Certainly one of the biggest and most complicated of this industry's recall messes is the disaster surrounding what has become known as dieselgate.
What started as a scheme to outfox the emissions rules for vehicles with diesel engines has spread into a seemingly endless legal battle and public relations disaster.
For the public, it started four years ago next month, when Volkswagen Group's tampering was revealed. Since then, the scandal has touched a good number of its rivals as well.
Daimler, for example, said in late July that expenses related to ongoing diesel-related litigation contributed to a $1.74 billion loss in the second quarter.
I have a sense that by now, every one of the culprits in this debacle has been identified.
The fines and related costs — well over $30 billion at Volkswagen Group alone — have been staggering to say the least.

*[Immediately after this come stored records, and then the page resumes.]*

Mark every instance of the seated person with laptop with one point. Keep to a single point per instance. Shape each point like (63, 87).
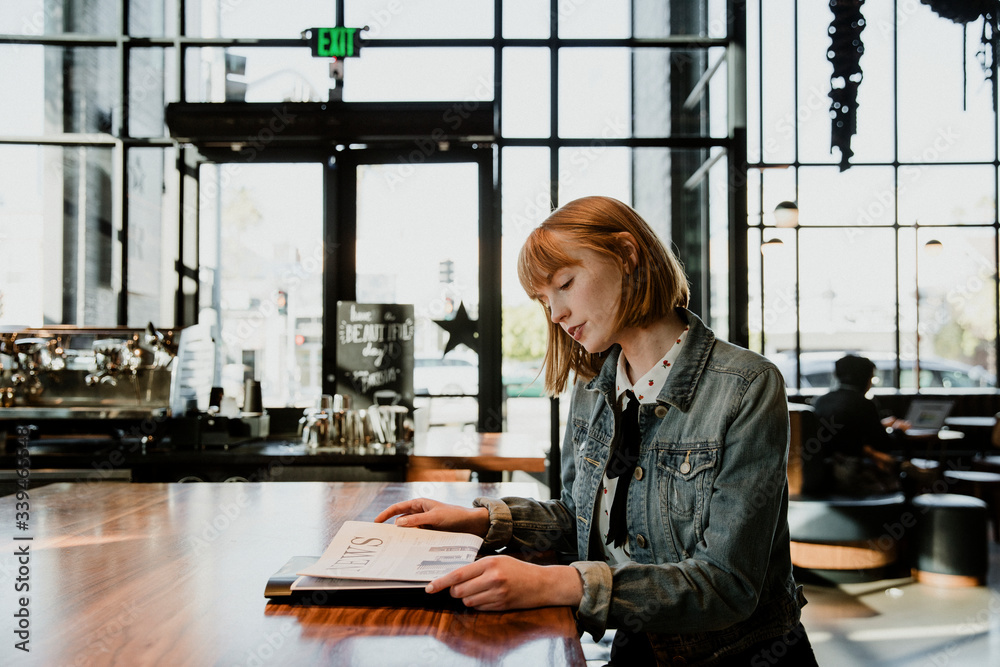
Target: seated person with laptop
(856, 454)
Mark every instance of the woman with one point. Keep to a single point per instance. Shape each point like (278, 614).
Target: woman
(674, 490)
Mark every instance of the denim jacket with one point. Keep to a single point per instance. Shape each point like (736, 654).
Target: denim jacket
(707, 507)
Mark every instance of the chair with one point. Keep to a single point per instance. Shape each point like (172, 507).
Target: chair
(982, 485)
(951, 549)
(843, 539)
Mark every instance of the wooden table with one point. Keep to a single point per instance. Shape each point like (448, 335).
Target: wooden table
(443, 453)
(174, 574)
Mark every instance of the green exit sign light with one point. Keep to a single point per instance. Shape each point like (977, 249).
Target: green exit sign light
(335, 42)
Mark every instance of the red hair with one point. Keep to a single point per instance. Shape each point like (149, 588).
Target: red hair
(656, 285)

None of the perpetrators has denied the accusations. The list of executives who've lost their jobs or faced legal peril is long.
Still, I have a suspicion that dieselgate will continue for quite a while longer.

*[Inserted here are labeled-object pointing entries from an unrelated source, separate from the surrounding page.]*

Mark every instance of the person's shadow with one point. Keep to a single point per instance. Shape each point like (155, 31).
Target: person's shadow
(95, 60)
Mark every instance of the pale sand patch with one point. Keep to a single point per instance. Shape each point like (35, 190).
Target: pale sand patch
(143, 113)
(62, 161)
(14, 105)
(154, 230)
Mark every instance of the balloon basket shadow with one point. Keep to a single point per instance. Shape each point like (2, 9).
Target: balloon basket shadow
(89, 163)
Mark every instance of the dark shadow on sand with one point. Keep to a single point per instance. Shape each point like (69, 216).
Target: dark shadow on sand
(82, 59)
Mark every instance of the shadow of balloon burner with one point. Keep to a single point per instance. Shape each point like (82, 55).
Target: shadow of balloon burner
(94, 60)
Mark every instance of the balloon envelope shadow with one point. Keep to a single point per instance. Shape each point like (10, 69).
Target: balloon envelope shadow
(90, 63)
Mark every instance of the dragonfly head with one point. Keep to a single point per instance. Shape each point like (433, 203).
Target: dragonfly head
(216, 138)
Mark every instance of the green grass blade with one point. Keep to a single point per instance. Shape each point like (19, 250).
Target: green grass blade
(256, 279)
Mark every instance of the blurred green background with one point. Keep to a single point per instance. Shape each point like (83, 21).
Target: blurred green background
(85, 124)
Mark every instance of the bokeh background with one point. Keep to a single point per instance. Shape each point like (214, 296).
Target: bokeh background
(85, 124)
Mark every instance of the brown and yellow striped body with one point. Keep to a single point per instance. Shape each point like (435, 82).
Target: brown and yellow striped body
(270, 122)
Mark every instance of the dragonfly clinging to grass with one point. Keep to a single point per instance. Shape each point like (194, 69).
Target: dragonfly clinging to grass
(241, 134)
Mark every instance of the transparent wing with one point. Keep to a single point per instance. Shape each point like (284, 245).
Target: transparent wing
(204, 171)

It may have seemed like a great idea at the time. A supplier came up with a way to conduct diesel emissions tests without giving a true reading of vehicles' nitrogen oxide emissions, and Volkswagen Group secretly embraced the technology.
As a result, VW owners for years were deluded into thinking their "clean" diesels were delivering unrivaled performance and fuel economy. In reality, their cars were spewing out 40 times the legal limit of NOx.
Of course, sooner or later, this was all going to be discovered.
For German automakers especially, the episode has been a continuing nightmare that has cost the companies involved huge amounts of time and money as well as their consumers' trust.
Mercedes and its earnings hit is just the latest example. But few have gone untouched. It may end, but probably not soon.